Interesting, thanks for the info. I’ve not enough experience of the blush regulariser yet to really know how it behaves across a range of data, need to play with it more. My early experiments on subsets of some of our trickier datasets show that sometimes it helps, and sometimes it hurts, and sometimes it does basically nothing.

Looking at the NU Refine paper, that shows a map going from 6A sausage to 3.xA from NU refine…

apunjani · June 3, 2024, 9:29pm

Hi all, thanks for posting on this topic.
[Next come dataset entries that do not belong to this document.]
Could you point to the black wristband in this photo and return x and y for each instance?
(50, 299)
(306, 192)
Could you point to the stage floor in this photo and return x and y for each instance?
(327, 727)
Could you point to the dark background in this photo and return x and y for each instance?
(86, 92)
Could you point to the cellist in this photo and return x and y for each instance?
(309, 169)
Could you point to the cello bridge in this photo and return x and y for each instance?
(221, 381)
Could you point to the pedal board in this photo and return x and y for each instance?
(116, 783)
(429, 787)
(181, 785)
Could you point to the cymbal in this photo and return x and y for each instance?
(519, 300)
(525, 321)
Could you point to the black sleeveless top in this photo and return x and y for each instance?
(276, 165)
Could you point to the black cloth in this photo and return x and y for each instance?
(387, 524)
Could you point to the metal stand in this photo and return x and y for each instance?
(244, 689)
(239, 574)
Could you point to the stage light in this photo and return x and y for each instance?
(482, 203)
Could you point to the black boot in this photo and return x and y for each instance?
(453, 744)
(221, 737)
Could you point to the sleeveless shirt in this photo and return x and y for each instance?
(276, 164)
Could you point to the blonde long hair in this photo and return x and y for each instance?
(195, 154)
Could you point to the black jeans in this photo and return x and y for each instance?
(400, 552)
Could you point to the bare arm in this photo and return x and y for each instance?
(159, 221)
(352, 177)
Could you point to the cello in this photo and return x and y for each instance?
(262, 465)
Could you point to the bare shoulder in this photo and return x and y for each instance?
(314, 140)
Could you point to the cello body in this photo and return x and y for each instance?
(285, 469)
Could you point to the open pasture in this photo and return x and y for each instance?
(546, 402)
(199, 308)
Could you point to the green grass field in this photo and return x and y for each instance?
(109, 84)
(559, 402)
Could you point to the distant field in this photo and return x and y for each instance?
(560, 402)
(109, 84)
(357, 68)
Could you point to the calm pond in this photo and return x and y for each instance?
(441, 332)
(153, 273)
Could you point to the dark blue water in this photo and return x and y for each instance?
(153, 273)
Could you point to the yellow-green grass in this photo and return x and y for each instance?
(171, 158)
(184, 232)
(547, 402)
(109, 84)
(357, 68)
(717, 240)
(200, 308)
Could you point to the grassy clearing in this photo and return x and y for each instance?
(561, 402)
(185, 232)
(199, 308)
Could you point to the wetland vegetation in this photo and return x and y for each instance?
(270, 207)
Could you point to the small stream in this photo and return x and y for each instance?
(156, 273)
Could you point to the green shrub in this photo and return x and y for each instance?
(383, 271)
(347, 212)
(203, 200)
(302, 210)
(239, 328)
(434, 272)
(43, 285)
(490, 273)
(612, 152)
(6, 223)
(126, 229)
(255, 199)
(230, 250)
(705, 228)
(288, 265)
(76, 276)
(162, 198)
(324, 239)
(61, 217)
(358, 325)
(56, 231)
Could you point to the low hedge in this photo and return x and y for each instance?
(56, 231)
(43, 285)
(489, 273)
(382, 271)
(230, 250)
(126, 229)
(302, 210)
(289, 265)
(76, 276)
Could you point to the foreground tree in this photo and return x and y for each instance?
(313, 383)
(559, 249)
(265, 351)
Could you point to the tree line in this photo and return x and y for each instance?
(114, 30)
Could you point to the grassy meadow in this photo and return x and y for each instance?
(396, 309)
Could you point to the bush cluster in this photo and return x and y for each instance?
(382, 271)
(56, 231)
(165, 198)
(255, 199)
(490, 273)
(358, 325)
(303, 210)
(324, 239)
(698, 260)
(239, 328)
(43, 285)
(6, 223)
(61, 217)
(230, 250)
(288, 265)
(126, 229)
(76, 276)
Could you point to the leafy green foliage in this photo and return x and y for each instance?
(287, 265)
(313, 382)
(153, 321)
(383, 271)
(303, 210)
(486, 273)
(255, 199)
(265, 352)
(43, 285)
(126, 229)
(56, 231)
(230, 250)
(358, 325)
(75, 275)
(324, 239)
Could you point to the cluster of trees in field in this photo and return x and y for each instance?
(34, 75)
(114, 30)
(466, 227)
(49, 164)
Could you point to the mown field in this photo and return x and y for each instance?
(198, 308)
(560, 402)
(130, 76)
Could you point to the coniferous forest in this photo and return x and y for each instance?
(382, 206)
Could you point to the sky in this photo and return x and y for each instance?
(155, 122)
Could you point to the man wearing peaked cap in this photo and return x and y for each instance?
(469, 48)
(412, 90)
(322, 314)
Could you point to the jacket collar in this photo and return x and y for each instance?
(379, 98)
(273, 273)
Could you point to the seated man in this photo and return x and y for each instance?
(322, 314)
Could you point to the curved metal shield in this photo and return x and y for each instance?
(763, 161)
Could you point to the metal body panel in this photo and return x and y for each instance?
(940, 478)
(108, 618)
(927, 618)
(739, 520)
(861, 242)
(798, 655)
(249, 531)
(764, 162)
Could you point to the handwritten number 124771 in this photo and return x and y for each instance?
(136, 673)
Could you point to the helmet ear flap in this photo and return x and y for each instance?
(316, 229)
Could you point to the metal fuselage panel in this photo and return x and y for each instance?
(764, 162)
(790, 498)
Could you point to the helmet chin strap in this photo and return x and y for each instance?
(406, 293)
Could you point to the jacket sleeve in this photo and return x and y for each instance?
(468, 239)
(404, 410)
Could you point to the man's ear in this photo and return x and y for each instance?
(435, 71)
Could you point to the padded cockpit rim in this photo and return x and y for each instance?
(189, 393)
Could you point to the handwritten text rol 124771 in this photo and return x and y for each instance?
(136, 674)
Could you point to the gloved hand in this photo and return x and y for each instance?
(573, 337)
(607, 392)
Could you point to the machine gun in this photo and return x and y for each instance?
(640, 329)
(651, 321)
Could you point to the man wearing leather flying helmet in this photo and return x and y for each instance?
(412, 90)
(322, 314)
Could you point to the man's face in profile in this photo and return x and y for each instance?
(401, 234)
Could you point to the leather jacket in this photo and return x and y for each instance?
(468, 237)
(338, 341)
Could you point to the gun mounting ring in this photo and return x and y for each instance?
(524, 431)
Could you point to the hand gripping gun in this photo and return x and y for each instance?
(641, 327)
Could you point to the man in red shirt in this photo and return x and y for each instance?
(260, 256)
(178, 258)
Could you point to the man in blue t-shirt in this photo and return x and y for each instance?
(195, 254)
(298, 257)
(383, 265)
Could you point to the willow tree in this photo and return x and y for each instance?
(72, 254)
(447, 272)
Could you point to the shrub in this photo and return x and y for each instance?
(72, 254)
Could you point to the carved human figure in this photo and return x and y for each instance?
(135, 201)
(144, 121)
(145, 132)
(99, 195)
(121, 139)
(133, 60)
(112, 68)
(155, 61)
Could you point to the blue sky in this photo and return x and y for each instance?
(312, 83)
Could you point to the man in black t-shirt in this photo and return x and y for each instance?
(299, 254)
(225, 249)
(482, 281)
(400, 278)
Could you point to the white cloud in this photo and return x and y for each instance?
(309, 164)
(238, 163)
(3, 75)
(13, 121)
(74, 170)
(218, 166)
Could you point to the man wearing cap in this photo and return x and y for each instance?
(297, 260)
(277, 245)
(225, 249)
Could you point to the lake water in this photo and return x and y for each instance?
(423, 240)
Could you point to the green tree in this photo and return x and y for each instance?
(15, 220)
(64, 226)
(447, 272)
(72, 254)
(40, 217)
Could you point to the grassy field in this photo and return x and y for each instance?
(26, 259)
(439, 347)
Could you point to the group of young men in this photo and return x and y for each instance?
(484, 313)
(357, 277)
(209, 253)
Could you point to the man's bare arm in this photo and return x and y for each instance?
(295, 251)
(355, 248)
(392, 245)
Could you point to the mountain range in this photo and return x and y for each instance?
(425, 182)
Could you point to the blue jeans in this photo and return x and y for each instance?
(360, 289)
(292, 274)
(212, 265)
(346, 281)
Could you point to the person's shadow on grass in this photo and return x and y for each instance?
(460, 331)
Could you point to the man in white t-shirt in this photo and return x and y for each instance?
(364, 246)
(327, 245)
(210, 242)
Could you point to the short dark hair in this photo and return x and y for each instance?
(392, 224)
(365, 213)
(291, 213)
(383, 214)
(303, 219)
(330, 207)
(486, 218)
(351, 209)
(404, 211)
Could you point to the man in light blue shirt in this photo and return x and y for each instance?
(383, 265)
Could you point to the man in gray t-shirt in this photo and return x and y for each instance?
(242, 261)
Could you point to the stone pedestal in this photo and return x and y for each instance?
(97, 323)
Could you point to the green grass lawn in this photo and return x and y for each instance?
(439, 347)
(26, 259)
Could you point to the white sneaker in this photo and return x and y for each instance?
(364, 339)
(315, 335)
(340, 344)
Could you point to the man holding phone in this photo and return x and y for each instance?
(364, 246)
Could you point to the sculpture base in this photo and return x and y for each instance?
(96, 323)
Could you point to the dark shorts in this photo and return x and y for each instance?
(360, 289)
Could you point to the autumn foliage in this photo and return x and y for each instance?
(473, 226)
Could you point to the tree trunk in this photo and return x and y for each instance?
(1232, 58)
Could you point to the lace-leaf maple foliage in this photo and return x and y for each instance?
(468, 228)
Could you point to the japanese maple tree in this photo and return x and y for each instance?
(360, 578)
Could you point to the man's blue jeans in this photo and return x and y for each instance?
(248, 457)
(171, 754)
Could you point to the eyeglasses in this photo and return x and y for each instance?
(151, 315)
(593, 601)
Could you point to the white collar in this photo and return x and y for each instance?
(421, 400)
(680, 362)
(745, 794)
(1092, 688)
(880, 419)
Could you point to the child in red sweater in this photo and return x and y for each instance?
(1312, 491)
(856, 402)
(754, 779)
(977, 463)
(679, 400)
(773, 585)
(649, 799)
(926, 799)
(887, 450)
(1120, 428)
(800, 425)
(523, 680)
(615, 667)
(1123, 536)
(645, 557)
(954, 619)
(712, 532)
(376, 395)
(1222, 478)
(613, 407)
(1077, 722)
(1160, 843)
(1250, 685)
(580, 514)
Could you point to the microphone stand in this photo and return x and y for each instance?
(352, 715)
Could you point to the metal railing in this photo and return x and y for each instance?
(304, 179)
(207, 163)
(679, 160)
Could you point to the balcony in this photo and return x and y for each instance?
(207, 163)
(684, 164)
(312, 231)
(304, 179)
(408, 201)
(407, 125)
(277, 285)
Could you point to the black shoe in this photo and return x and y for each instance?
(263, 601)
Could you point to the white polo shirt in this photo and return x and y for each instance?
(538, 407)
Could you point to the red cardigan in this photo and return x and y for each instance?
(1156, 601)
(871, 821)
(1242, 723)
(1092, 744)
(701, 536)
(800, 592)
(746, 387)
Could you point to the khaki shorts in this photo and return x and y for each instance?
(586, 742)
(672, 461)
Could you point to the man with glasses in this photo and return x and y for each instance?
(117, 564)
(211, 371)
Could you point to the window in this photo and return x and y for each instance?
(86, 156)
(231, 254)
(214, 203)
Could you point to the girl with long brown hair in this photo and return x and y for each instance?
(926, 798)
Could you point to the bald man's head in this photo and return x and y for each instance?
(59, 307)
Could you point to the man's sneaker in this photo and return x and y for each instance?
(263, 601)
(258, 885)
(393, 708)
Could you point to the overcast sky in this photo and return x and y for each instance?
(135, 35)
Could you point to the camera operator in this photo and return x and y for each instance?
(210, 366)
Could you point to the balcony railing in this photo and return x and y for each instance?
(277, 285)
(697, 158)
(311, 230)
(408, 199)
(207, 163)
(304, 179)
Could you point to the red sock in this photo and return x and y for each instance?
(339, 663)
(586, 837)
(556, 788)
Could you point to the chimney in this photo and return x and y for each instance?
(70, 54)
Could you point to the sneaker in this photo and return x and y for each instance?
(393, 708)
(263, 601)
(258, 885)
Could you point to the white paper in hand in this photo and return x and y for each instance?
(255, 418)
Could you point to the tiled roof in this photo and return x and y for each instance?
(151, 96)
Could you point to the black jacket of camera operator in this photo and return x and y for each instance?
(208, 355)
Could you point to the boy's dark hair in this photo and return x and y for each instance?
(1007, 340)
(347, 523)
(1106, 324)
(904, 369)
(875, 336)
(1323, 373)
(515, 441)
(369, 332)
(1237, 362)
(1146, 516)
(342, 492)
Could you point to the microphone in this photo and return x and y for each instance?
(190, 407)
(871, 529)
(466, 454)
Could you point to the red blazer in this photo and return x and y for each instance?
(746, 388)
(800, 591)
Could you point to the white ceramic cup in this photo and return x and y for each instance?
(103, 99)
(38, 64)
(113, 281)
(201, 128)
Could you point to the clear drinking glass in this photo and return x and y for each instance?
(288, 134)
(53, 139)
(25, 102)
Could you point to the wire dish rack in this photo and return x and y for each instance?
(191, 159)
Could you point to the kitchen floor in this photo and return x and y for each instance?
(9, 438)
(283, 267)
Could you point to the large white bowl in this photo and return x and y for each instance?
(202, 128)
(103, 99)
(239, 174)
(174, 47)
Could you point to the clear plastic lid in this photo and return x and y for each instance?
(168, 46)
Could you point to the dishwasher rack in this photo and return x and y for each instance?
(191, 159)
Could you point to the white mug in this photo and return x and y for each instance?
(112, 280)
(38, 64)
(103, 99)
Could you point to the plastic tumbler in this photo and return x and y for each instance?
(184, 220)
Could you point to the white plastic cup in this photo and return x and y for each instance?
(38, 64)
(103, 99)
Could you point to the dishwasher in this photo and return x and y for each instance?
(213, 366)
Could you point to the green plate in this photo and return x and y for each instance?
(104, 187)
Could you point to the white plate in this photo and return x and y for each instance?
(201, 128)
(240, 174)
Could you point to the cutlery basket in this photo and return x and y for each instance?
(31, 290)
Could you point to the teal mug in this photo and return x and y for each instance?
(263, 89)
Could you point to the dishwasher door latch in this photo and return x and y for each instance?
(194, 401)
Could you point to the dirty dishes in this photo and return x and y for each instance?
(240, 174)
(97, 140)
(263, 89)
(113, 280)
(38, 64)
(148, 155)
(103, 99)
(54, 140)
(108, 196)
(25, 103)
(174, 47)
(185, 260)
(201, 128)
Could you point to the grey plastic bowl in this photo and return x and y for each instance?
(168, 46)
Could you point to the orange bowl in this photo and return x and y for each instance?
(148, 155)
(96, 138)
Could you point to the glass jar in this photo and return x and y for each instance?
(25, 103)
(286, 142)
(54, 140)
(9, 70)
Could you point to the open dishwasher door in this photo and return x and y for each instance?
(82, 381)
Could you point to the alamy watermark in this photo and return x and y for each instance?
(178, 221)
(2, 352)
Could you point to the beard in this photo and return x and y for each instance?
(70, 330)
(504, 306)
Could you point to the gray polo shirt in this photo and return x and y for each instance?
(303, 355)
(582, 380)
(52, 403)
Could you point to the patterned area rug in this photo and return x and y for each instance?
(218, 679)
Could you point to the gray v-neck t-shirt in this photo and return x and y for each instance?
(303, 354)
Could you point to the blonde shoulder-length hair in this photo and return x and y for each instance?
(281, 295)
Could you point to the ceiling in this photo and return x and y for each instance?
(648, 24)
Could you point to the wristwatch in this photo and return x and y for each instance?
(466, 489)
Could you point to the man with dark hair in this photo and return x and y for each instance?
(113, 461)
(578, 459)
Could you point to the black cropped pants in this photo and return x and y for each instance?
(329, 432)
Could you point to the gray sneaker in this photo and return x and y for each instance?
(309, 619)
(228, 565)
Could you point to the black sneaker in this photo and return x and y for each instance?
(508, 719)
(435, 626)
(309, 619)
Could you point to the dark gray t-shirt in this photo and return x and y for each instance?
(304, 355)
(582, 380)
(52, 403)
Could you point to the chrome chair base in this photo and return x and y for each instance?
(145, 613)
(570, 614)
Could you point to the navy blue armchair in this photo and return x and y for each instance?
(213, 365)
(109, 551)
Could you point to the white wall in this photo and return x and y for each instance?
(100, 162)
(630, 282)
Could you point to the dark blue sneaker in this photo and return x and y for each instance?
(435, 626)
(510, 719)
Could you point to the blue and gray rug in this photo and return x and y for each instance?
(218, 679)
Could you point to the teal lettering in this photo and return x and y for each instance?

In CryoSPARC v4.5.2, we have changed default parameters so that refinement jobs (including Homogeneous and Non-uniform Refinement) will not re-split particles by default, and will no longer raise an error (but instead issue a warning) if the two input half-sets are substantially different in size. Refinement jobs will still re-split if the input particles do not have any half-sets assigned (e.g., the particles are coming directly from 2D classification or Ab-initio reconstruction) or if the “Force re-do GS split” parameter is turned on.
The Particle Sets Tool job has also been updated to provide a mode where it can re-balance half-set splits in case they become unequal (by dropping particles from the larger half-set).
Repeated rounds of Reference Based Motion Correction and refinements will therefore now by default retain the particle split throughout a processing chain.

Thank you!